Sebastian threw himself sideways, jerked his own pistol free as he fell, and fired.

In the confined space of the small room, the pistol’s report was deafening, an explosion of smoke and flame and blood. Juba screamed. Knightly staggered back, slammed into the table, and crumpled slowly to the floor.

The door from the hall burst open and Tom catapulted into the room.

“Bloody hell; I told you to run,” swore Sebastian.

Tom drew up short, his eyes wide, his breath coming hard and fast. Swiping one sleeve across his nose, he edged closer to Knightly’s now still body. “Gor. Ye plugged ’im right through the eye, ye did. Is ’e dead?”

Sebastian pushed to his feet, brushing broken glass from his clothes as he walked over to stare down at the Baronet’s slack face. “Yes.”

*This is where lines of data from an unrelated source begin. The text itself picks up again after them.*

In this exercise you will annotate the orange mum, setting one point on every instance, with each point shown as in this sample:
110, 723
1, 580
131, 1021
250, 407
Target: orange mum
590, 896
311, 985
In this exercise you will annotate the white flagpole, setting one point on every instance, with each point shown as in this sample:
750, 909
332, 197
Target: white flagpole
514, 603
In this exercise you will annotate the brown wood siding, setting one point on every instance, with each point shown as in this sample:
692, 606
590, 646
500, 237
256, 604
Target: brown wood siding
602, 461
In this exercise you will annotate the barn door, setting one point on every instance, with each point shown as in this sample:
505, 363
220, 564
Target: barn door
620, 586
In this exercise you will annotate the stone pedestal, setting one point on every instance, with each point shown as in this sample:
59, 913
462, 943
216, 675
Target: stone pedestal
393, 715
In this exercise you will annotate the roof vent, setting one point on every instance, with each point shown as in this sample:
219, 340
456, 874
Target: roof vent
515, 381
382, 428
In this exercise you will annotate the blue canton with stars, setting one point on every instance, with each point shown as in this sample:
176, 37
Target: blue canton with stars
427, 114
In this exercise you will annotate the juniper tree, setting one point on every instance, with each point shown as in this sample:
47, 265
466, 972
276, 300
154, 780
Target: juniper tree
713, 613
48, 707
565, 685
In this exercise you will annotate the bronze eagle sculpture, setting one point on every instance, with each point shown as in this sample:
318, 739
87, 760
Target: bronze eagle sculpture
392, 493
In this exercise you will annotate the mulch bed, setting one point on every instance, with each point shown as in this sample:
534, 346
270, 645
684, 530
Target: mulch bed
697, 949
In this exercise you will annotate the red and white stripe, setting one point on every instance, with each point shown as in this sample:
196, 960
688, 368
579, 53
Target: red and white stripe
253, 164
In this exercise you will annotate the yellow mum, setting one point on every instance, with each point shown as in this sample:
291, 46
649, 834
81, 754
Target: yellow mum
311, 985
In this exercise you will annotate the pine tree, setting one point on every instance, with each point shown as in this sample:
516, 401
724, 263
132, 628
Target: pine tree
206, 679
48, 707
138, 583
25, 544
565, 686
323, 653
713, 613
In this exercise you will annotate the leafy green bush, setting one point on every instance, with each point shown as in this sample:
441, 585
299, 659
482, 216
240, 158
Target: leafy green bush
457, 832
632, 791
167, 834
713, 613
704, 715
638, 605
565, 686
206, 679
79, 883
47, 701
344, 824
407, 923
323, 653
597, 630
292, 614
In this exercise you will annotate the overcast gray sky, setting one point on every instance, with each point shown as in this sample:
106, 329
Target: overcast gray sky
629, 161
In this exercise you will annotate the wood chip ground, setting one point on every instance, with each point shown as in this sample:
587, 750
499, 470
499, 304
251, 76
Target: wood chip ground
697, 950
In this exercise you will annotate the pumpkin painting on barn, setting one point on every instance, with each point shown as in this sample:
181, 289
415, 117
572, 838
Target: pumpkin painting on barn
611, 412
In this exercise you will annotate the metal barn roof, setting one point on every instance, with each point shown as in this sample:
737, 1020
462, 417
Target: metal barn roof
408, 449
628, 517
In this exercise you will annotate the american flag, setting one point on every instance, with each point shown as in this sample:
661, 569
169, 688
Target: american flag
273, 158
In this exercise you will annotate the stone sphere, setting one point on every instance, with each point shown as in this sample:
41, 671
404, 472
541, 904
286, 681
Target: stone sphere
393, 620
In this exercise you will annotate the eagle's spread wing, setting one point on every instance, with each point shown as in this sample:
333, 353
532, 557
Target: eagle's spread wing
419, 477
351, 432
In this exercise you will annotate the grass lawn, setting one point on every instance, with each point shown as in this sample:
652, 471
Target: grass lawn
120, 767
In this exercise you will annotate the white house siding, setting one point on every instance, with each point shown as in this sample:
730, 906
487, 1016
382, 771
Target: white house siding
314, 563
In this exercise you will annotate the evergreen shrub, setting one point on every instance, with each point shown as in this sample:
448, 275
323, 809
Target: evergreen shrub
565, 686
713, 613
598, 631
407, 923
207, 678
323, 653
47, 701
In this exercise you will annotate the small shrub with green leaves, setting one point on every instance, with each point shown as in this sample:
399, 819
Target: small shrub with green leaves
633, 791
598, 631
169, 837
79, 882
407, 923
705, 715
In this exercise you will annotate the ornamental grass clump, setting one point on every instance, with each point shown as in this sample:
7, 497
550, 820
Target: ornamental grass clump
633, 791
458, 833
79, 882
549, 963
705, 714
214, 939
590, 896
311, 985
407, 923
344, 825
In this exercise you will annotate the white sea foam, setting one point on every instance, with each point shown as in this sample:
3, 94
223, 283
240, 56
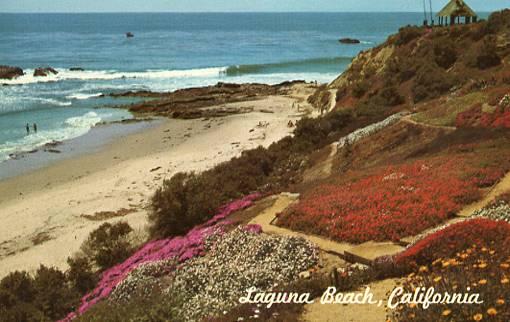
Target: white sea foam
83, 96
71, 128
64, 74
51, 101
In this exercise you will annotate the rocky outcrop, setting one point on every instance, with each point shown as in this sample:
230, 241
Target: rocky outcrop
189, 103
44, 71
8, 72
349, 41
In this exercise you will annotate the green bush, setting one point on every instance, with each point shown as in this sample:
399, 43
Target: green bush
109, 244
487, 56
431, 82
359, 89
80, 274
53, 296
445, 55
387, 96
189, 199
407, 34
48, 296
157, 308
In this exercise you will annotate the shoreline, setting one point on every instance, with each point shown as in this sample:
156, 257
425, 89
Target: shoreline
94, 140
61, 199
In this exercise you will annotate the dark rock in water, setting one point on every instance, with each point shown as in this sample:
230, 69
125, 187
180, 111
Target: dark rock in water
349, 41
8, 72
44, 71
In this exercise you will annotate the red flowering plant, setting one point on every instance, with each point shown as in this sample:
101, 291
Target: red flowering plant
479, 275
445, 243
393, 203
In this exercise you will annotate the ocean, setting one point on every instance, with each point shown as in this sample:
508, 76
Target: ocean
168, 51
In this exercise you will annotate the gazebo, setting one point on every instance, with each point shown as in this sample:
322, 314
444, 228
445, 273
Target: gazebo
454, 10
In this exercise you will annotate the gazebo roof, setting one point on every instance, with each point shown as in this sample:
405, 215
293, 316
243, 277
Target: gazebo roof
457, 8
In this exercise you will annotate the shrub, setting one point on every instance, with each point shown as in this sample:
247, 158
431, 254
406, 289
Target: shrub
388, 205
387, 96
487, 56
109, 244
482, 270
498, 21
45, 297
445, 55
80, 274
359, 89
189, 199
407, 34
53, 296
431, 82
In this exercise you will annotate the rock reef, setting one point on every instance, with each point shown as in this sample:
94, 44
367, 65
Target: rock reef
9, 72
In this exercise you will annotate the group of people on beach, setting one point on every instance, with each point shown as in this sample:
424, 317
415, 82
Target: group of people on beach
34, 126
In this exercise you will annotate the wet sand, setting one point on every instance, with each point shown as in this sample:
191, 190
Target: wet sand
46, 214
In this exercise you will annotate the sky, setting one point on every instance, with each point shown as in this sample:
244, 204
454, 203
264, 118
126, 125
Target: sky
233, 5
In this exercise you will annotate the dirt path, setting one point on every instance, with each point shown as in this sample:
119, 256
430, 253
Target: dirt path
409, 119
332, 100
502, 187
283, 201
363, 253
124, 175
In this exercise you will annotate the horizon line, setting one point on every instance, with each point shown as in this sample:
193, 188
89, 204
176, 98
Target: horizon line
202, 12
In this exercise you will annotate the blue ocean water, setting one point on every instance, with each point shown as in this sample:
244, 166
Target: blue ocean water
168, 51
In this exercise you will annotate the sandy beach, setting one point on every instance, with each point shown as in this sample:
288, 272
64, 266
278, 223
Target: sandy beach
48, 213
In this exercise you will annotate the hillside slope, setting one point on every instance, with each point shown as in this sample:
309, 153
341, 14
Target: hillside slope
419, 64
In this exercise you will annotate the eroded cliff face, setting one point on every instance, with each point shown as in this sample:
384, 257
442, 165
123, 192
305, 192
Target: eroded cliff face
419, 64
364, 65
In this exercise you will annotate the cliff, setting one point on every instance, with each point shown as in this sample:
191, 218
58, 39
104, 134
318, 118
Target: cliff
420, 64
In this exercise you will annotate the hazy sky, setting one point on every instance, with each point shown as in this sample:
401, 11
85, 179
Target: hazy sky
233, 5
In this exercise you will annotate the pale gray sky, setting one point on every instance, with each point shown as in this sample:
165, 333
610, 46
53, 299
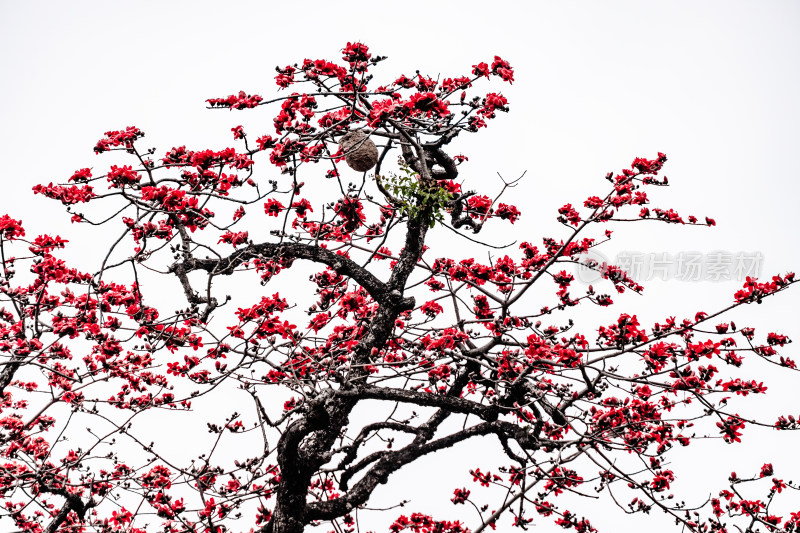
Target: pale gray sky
714, 85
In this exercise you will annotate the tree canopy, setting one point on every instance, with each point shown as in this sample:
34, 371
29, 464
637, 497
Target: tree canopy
320, 346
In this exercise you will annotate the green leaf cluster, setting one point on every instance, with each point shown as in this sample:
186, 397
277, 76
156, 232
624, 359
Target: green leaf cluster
417, 198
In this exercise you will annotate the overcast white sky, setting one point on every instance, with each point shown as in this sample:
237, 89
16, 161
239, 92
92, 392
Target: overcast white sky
714, 85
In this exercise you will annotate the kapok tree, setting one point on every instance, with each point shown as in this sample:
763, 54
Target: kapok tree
271, 369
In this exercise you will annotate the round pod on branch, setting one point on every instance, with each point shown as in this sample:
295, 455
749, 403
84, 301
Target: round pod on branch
360, 152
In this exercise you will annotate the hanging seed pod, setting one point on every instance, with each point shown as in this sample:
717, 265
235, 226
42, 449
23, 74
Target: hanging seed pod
361, 154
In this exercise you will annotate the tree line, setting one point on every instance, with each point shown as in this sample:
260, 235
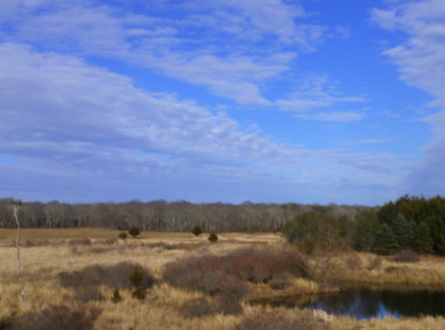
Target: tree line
179, 216
410, 223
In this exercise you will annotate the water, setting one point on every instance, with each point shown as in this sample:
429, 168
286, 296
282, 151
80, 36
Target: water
367, 302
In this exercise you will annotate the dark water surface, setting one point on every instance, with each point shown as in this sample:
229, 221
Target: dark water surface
367, 302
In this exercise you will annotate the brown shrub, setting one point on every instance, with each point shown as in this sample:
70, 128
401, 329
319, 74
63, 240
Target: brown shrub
87, 294
200, 307
281, 281
56, 318
407, 256
374, 262
306, 246
110, 241
228, 274
89, 278
274, 321
80, 241
227, 305
33, 243
354, 262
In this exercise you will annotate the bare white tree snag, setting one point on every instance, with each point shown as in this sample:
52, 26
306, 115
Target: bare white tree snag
15, 207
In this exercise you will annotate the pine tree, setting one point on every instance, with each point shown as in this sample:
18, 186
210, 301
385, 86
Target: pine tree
366, 227
402, 232
385, 242
423, 242
437, 231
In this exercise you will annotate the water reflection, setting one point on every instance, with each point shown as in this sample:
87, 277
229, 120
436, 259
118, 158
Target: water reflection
365, 303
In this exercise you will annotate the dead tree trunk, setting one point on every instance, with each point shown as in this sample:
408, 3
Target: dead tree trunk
16, 206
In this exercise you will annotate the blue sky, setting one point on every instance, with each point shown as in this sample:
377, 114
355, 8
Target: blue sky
267, 100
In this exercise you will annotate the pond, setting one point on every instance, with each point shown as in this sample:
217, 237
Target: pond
368, 302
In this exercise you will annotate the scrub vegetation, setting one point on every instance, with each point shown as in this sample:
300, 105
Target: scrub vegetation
87, 278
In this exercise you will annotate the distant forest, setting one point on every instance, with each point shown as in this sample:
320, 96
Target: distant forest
409, 223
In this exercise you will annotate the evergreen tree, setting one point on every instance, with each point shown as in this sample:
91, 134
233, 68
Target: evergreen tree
366, 227
423, 242
437, 231
385, 242
387, 213
412, 232
343, 223
402, 232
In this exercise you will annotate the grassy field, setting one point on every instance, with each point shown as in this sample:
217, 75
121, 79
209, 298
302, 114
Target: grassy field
45, 253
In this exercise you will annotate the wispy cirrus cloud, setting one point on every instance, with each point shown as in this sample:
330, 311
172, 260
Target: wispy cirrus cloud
85, 126
167, 45
420, 60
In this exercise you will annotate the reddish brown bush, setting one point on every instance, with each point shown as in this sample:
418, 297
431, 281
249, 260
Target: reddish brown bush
200, 307
110, 241
228, 274
375, 262
80, 241
306, 246
281, 281
407, 256
273, 321
354, 262
227, 305
86, 281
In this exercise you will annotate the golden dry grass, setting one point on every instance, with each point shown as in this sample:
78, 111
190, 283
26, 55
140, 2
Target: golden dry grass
160, 310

He bent to pick up the dead man’s pistol, then went to hunker down beside Juba and Banjo, still pressed up against the corner by the hearth. “You both all right?”

She nodded, her face slack, her pupils wide with terror. “I didn’t want to send you that note. But he said he’d kill Banjo if I didn’t.”

Sebastian shook his head. “Don’t blame yourself. I’m the one who inadvertently put you at risk.”

She gazed beyond him, to where Sir Galen Knightly lay sprawled with one carefully manicured hand flung out so that it lay curled against the worn paving stones of her house.

She said, “Is he really my half brother?”

Sebastian shook his head. “I’m not sure we’ll ever know.”

Chapter 56

Wednesday, 31 March

“None of this can be allowed to get out, naturally,” said Jarvis, his hands clasped behind his back as he stood before the drawing room’s bowed front window. Jarvis seldom came to Brook Street, but he had arrived that morning shortly after dawn.

“Of course not,” said Sebastian. “Wouldn’t do to have the lower orders start thinking us their equals in depravity and violence.”

Jarvis glanced over at him. “I take it you are being facetious.” He reached for his snuffbox. “The morning papers will carry the shocking news that Sir Galen Knightly has fallen victim to footpads whilst venturing unwisely into one of the more insalubrious areas of the city. A Bethnal Green navvy who killed and dismembered his wife several days ago has confessed to also murdering Stanley Preston and Dr. Douglas Sterling. Unfortunately, he has since succumbed to some sort of fatal seizure, so there will be no trial.”

“Unfortunate for him, certainly. But no great loss to society, from the sounds of things.”